Part of a series for the new Awl Music app.

For a 12-year-old boy, this video had it all: a cool airplane, jumping, kicking, spandex, karate, cops, chest hair, head hair, hot chicks, motorcycles, booze, screaming fans, rhythm gymnastics. It was the perfect music video for the confused sexuality of puberty. My friend Sam and I would watch this video on his VCR and act it out together. If you got to be David Lee Roth, you also had to be Michael Anthony.
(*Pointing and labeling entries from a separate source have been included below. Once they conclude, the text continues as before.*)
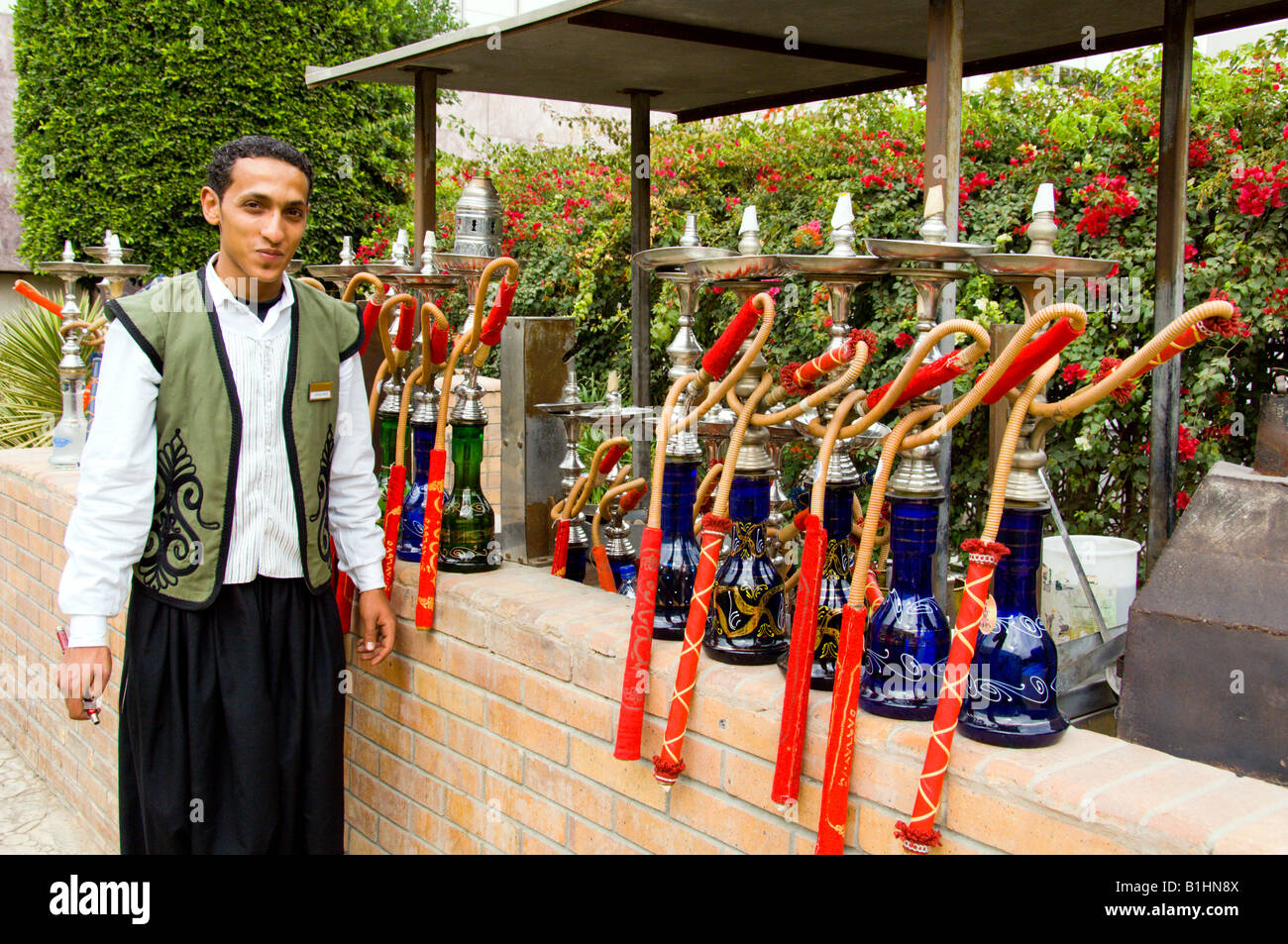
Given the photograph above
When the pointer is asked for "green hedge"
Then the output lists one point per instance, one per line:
(120, 107)
(1091, 134)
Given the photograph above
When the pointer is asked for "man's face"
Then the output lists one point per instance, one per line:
(261, 222)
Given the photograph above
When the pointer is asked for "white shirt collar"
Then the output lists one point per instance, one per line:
(236, 313)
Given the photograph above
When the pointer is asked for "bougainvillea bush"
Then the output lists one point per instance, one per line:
(1094, 136)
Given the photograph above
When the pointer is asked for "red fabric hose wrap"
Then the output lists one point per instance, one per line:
(490, 331)
(720, 355)
(668, 765)
(393, 519)
(800, 659)
(927, 377)
(610, 458)
(346, 591)
(630, 720)
(1035, 353)
(603, 570)
(559, 565)
(438, 340)
(406, 323)
(630, 500)
(370, 318)
(428, 586)
(29, 291)
(918, 833)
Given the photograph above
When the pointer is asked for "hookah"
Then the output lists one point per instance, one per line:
(571, 411)
(984, 553)
(903, 437)
(614, 562)
(907, 639)
(477, 344)
(434, 347)
(679, 550)
(1013, 697)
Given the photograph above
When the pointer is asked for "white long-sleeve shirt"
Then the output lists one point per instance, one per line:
(110, 524)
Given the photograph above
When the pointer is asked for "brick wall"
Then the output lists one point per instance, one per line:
(493, 733)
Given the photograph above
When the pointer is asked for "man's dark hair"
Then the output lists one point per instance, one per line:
(219, 174)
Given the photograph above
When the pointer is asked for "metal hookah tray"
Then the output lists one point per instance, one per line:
(729, 268)
(1024, 264)
(664, 257)
(922, 252)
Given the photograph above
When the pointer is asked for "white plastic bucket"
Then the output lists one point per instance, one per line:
(1111, 569)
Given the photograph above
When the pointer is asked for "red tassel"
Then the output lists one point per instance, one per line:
(800, 659)
(720, 355)
(630, 719)
(927, 377)
(559, 565)
(490, 331)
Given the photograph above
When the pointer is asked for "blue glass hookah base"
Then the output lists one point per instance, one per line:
(1012, 694)
(907, 639)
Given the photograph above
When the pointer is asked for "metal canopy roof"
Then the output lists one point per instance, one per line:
(719, 56)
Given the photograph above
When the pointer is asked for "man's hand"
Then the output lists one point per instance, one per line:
(82, 674)
(377, 618)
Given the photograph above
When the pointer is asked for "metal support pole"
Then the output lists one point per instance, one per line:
(943, 159)
(642, 223)
(1170, 268)
(425, 207)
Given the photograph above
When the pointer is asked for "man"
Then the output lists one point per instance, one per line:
(230, 445)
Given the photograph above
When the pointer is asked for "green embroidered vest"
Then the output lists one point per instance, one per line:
(200, 423)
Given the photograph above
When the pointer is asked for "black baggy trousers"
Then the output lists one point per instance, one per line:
(232, 723)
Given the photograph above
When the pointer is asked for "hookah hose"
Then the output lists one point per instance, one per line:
(467, 344)
(791, 737)
(918, 833)
(434, 335)
(668, 765)
(566, 509)
(630, 494)
(715, 362)
(845, 694)
(849, 657)
(29, 291)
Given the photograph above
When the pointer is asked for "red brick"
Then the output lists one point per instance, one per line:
(533, 845)
(1016, 827)
(712, 814)
(570, 790)
(389, 734)
(483, 669)
(658, 833)
(540, 652)
(496, 754)
(631, 778)
(1196, 819)
(570, 704)
(408, 781)
(527, 807)
(520, 726)
(449, 767)
(378, 796)
(589, 840)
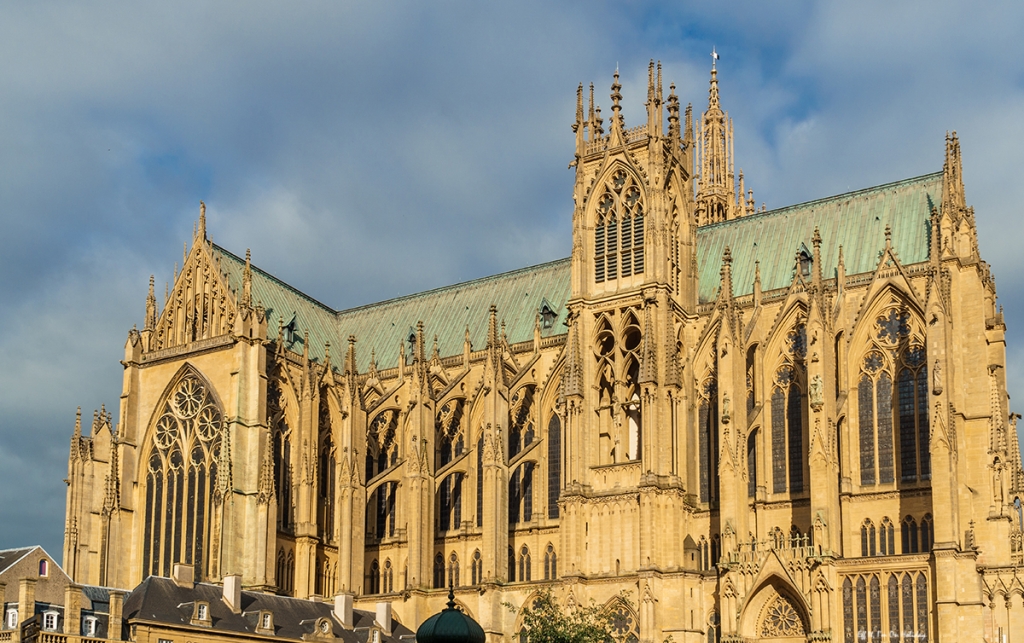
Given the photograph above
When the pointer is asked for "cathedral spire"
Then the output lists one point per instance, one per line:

If you were Eddie Van Halen, you also had to be Alex Van Halen — a measure cooler than Michael Anthony but then again Diamond Dave was a measure cooler than Eddie so the double-casting evened out. To me, Eddie and David were what I hoped an adult male friendship could be: driving around in an awesome car, drinking, acting like goofs, but also leaning on each other tenderly while singing. Aside from epitomizing the androgynous frat boy bonding of the best hair bands, Van Halen spoke to the pure dumb fun of being a guy. No one wanted Van Halen to think. I doubt any pre-teen boys ever acted out the Hagar-era “Right Now” video. (“Right Now Blacks And Whites Don’t Eat Together Very Much.” “Uh, thanks, guys. Party?”) “Panama” could very well be about genocide in Central America, I still don’t know. (Okay, I just looked it up: it’s about a car.) What I do know is that when I got to crawl around the floor acting out that weird spoken bridge about reaching down between your legs and easing the seat back, I felt like I was suddenly let in on what this at-the-time unknown, scary void of impending adulthood and sexuality and being a man was all about. Rewatching the video now, that probably explains a lot.

Stephen Falk is the creator and executive producer of NBC’s upcoming series “Next Caller.”